Slashdot Mirror


Why Power Failures Can Always Lead To Data Loss

bigsmoke writes "So, all your servers run on RAID. You back up religiously. You're even sure that your backups are recoverable. But do you also need a UPS? According to Halfgaar (on Slashdot before to promote better Linux backup practices), yes, usually you do. He argues that despite technological advancements such as file system journaling, power failures can still cause data loss in most setups."

19 of 456 comments (clear)

  1. Well no shit, Sherlock by Skyshadow · · Score: 5, Insightful

    Power losses can cause data loss? Gee, you mean that my system that relies on electricity for everything it does can be adversely effected by power outages even if I take precautions? That's some good admin work there, Lou -- if only there was some sort of law that covered the tendency of things that can go wrong to go wrong...

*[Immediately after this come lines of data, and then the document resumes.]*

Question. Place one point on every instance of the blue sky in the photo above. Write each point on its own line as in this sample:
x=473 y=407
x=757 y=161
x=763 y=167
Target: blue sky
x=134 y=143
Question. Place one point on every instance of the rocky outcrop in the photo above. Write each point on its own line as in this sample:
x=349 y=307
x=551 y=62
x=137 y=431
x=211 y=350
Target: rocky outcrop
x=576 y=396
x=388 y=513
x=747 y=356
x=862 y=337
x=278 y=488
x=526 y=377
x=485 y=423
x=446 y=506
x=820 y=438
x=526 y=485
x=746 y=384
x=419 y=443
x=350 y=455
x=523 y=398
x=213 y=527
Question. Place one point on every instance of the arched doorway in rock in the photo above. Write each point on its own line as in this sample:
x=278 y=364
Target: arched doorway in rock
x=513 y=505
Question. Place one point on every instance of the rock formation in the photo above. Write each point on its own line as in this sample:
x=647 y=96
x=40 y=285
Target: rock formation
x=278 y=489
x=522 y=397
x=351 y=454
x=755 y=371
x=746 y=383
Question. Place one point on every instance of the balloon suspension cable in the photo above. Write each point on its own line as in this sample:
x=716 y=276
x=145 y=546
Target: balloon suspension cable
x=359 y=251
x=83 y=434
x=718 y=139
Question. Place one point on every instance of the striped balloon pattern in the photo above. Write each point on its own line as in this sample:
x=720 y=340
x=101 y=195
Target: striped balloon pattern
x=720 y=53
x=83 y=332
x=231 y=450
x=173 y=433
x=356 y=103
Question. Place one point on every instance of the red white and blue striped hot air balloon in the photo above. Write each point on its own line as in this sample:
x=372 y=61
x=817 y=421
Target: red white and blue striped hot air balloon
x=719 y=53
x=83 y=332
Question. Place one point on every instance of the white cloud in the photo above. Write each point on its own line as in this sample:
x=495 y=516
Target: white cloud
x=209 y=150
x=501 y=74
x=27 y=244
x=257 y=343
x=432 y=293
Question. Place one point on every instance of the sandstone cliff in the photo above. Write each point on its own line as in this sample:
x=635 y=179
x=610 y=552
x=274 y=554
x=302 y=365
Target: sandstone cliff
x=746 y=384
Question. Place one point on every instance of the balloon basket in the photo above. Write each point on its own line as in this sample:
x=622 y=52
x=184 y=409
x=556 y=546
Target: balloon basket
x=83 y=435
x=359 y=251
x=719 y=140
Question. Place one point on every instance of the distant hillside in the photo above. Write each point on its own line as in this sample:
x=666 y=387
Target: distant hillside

    Next week: Fires can make things warm, floods can make things wet.

    --
    Every year during my review, I just pray the words "slashdot.org" aren't mentioned.
    1. Re:Well no shit, Sherlock by Anonymous Coward · · Score: 5, Funny

      I don't know about you, but my servers run on the power of cotton candy and happy thoughts.

    2. Re:Well no shit, Sherlock by Skyshadow · · Score: 5, Funny

      I don't know about you, but my servers run on the power of cotton candy and happy thoughts.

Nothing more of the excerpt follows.